Microsoft SQL Server#

In this tutorial, we’ll see how to query Microsoft SQL Server from Jupyter. Optionally, you can spin up a testing server.

Tip

If you encounter issues, feel free to join our community and we’ll be happy to help!

Pre-requisites#

The first step is to install the ODBC driver for SQL Server.

  • Instructions for Linux

  • Instructions for Mac

For example, if you’re on a Mac, you can install the driver with brew:

/bin/bash -c "$(curl -fsSL https://raw.githubusercontent.com/Homebrew/install/master/install.sh)"
brew tap microsoft/mssql-release https://github.com/Microsoft/homebrew-mssql-release
brew update
HOMEBREW_ACCEPT_EULA=Y brew install msodbcsql18 mssql-tools18

Start Microsoft SQL Server instance#

If you don’t have a SQL Server running or you want to spin up one for testing, you can do it with the official Docker image.

Important

If you’re on a Mac with Apple Silicon (e.g., M1 processor), ensure you’re running the latest Docker Desktop version. More info here.

To start the server:

%%bash
docker run -e "ACCEPT_EULA=Y" \
    -e "MSSQL_SA_PASSWORD=MyPassword!" \
    -p 1433:1433 \
    -d mcr.microsoft.com/mssql/server:2022-latest
WARNING: The requested image's platform (linux/amd64) does not match the detected host platform (linux/arm64/v8) and no specific platform was requested
00721df70ea8d5f91c792a84f28f4e0fc6c0ff53f1f4d04cb6911a3a4714deba

Important

Ensure you set a strong password, otherwise the container will shut down silently!

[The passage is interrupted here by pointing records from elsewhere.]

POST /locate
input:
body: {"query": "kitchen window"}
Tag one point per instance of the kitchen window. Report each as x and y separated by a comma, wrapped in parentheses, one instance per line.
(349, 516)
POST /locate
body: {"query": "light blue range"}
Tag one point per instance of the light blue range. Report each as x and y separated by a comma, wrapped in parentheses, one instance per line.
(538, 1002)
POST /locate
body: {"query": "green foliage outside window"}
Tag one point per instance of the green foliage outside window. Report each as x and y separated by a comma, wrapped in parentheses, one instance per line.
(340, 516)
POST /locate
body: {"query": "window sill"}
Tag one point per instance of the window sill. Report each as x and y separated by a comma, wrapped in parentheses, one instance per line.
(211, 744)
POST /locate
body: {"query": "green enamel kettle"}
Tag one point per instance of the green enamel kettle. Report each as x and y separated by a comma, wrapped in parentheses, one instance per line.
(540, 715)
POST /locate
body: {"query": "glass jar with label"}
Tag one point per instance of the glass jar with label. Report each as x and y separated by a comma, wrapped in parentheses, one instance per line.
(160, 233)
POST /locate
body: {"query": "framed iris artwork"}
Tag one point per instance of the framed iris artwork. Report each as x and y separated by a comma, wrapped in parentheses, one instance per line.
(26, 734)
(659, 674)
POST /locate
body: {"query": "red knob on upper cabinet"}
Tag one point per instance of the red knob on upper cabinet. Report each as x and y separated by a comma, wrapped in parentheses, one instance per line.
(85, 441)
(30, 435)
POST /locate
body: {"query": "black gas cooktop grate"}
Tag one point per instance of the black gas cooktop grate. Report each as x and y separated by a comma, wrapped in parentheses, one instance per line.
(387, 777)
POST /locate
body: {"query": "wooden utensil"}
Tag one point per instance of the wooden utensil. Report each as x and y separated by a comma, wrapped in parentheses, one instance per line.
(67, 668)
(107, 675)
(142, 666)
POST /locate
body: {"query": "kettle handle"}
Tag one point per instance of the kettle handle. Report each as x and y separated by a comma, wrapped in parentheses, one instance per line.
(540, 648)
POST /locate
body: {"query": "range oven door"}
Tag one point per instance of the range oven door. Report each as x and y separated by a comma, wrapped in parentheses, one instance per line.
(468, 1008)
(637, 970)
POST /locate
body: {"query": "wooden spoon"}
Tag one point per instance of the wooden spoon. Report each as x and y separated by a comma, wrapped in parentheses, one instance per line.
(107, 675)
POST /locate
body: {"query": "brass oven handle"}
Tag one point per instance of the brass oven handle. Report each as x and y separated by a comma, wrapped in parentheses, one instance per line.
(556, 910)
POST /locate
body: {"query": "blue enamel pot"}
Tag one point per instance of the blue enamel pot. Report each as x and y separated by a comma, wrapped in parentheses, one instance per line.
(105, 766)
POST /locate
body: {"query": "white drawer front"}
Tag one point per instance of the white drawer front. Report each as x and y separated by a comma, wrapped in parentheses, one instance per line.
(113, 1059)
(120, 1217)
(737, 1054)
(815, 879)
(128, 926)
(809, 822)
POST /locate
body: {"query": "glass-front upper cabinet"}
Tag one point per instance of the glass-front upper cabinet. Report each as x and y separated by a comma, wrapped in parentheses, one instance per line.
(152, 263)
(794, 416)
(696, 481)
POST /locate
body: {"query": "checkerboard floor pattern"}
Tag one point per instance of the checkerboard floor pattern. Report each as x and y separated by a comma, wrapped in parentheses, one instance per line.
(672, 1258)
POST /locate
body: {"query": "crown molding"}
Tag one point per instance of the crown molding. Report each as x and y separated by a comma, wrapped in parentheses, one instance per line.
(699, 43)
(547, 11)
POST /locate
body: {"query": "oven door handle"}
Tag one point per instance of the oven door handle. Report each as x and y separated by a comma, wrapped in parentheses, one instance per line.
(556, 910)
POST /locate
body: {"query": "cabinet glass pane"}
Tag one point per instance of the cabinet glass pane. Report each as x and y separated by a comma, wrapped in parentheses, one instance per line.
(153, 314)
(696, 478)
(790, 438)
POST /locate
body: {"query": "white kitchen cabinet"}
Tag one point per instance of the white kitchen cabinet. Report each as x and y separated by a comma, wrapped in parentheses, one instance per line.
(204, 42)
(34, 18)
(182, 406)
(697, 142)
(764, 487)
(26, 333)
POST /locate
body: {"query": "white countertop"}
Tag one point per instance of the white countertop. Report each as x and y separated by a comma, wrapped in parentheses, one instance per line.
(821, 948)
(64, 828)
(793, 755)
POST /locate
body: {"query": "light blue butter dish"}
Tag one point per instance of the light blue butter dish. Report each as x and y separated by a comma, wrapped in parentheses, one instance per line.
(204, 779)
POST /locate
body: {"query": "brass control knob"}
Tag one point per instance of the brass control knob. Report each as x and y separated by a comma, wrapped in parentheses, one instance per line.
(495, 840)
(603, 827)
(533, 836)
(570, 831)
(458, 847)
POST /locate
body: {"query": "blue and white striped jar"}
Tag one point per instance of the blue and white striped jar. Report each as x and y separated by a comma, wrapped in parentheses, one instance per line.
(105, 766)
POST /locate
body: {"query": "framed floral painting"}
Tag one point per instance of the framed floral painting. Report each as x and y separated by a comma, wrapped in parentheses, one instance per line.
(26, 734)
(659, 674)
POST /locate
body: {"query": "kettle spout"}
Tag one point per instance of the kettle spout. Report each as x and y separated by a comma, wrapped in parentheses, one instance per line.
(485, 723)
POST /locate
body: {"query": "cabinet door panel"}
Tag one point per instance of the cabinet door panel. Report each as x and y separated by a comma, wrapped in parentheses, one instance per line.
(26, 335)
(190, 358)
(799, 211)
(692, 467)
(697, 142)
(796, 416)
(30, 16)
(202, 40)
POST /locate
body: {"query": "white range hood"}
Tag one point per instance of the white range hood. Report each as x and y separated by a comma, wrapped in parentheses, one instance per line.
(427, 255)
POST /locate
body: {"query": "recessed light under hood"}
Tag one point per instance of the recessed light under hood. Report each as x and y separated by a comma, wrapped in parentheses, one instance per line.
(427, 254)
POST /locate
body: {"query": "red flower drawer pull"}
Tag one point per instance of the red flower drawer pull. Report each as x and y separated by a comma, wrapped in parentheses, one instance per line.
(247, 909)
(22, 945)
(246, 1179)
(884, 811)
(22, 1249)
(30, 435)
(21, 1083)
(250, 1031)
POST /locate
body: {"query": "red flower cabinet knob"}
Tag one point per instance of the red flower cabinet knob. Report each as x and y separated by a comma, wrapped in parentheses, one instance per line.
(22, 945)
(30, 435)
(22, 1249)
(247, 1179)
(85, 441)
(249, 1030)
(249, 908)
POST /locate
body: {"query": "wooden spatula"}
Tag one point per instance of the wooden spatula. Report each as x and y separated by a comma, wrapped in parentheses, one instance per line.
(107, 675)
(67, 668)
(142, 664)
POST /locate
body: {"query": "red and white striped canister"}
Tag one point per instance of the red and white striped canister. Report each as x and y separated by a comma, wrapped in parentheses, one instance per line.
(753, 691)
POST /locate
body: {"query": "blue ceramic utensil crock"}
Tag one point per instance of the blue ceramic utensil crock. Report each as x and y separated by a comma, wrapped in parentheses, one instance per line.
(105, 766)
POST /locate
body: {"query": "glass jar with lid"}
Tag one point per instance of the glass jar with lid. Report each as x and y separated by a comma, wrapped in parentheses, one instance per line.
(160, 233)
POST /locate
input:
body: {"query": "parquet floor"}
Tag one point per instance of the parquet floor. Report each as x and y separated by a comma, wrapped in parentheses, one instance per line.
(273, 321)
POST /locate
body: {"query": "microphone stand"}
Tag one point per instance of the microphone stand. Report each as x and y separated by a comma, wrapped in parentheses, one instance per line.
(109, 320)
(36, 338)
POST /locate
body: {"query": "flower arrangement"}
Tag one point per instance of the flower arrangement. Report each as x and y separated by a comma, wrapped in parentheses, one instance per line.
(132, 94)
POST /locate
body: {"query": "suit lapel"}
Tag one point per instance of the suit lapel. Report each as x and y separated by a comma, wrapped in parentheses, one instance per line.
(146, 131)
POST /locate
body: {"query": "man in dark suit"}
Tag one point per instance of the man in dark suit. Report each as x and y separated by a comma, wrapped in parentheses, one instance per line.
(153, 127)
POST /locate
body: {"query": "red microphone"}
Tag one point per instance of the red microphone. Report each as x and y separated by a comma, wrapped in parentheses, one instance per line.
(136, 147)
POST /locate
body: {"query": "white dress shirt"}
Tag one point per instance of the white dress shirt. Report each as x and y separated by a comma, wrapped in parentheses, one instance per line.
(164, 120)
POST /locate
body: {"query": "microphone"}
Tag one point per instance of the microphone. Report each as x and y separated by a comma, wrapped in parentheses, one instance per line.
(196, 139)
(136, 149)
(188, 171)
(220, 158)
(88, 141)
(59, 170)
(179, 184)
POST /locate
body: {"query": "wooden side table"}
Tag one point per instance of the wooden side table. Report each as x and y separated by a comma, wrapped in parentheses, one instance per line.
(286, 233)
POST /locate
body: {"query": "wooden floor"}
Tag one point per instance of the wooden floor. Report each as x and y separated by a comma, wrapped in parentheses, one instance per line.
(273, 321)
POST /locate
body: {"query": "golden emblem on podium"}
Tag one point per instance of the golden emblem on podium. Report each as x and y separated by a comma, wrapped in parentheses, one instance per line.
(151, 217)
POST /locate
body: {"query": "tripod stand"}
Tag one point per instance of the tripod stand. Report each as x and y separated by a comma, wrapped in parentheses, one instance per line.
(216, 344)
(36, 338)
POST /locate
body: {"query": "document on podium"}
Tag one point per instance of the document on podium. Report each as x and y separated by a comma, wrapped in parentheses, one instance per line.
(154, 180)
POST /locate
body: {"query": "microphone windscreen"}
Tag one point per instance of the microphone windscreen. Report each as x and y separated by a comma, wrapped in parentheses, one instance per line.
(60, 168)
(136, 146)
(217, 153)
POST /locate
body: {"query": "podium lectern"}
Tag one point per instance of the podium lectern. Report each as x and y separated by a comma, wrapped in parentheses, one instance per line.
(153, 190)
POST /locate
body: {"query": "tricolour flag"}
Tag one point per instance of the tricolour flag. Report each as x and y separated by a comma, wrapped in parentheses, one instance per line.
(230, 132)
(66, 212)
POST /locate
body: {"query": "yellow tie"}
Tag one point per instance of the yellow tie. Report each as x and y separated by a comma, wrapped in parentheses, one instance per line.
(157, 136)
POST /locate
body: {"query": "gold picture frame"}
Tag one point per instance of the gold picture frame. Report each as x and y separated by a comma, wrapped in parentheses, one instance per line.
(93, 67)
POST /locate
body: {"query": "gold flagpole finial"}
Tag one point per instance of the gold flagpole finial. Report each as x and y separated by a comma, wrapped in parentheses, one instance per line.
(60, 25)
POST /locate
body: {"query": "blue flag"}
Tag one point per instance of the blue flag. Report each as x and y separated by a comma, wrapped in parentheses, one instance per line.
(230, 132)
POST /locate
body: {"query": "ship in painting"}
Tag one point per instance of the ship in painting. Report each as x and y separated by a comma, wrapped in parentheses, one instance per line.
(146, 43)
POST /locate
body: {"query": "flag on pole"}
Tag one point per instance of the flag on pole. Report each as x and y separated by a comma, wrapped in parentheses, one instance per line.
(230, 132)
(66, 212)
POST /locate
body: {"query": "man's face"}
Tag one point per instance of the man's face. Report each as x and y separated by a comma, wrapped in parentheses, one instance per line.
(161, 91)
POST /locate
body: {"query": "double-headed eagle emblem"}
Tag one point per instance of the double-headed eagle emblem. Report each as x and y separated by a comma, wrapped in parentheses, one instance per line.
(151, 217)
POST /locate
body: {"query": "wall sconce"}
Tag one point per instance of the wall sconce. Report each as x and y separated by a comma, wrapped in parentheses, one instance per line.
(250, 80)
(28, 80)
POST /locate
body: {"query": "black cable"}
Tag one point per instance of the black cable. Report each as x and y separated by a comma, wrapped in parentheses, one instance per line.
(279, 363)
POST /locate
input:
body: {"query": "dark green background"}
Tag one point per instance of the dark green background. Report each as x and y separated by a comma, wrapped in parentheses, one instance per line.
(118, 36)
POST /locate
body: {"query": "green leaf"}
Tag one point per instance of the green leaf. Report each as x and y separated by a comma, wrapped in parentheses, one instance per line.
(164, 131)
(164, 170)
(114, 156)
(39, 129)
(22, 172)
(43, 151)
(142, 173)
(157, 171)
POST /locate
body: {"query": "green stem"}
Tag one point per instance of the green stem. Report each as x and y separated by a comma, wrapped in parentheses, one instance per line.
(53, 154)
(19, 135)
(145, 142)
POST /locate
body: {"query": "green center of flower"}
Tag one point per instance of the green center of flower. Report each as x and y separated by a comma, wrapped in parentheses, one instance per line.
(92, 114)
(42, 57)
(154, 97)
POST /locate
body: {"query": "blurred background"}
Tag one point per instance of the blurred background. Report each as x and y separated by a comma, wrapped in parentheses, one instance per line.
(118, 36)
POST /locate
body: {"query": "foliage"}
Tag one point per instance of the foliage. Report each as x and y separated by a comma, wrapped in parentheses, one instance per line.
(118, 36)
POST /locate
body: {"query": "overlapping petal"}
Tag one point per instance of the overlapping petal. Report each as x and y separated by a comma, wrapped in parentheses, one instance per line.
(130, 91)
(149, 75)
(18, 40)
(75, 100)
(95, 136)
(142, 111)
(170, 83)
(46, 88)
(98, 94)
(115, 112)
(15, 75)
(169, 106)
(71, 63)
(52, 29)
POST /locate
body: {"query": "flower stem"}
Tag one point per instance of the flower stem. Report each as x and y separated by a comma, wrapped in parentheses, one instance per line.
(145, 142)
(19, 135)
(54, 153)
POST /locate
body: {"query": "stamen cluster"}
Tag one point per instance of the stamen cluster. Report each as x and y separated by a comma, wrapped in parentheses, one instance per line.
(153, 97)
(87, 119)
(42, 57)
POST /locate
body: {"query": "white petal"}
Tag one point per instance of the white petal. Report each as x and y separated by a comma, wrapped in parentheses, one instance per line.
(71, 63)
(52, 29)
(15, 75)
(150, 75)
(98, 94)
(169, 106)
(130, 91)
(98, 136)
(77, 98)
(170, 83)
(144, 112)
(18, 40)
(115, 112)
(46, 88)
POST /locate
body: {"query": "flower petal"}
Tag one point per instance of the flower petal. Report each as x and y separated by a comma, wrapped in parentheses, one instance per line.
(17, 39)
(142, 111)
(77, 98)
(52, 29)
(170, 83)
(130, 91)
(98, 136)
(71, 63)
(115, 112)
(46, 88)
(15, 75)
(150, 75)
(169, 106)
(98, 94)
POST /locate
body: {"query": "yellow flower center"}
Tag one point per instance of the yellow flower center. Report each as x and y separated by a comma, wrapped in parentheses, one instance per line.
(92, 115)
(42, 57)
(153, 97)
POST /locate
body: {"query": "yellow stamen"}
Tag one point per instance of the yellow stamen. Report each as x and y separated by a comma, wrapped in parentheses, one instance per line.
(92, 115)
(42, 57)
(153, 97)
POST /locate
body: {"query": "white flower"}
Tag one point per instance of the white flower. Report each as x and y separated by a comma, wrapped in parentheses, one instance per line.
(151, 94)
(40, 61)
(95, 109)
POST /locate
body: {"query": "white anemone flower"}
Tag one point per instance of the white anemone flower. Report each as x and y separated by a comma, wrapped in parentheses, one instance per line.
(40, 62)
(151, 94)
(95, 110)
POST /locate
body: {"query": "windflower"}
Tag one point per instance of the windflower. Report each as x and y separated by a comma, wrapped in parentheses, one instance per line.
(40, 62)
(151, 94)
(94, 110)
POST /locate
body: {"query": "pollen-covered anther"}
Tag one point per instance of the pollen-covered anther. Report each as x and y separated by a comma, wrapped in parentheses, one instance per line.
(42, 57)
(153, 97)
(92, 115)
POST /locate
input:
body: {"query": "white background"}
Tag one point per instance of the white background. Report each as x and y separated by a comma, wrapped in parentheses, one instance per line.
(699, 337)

Ensure that your container is running (run the command a few seconds after running the previous one to ensure it dind’t shut down silently):

%%bash
docker ps
CONTAINER ID   IMAGE     COMMAND   CREATED   STATUS    PORTS     NAMES

If you have issues with the previous command, you can try with SQL Edge:

%%bash
docker run -e "ACCEPT_EULA=1" -e "MSSQL_SA_PASSWORD=MyPassword!" \
    -e "MSSQL_PID=Developer" -e "MSSQL_USER=sa" \
    -p 1433:1433 -d --name=sql mcr.microsoft.com/azure-sql-edge
fabfc30490a17dc0a48313c35289218ff563070b11622bc43f07e82080b2a201

Ensure the server is running (wait for a few seconds before running it):

%%bash
docker ps
CONTAINER ID   IMAGE                              COMMAND                  CREATED         STATUS         PORTS                              NAMES
fabfc30490a1   mcr.microsoft.com/azure-sql-edge   "/opt/mssql/bin/perm…"   5 seconds ago   Up 4 seconds   1401/tcp, 0.0.0.0:1433->1433/tcp   sql

Installing pyodbc#

pyodbc will allow us to connect to SQL Server. If you’re on macOS or Linux, you need to install unixODBC. Note that when installing the ODBC driver on macOS using brew, unixODBC is also installed.

Install pyodbc with:

pip install pyodbc

Note

If you’re on a Mac with Apple Silicon (e.g., M1 processor), you might encounter issues, if so, try thi:

pip install pyodbc==4.0.34

Verify a successful installation with:

import pyodbc

Verify that pyodbc is able to findn the SQL Server driver:

pyodbc.drivers()
['ODBC Driver 18 for SQL Server']

Tip

If the driver doesn’t appear, uninstalling pyodbc and re-installing it again might fix the problem.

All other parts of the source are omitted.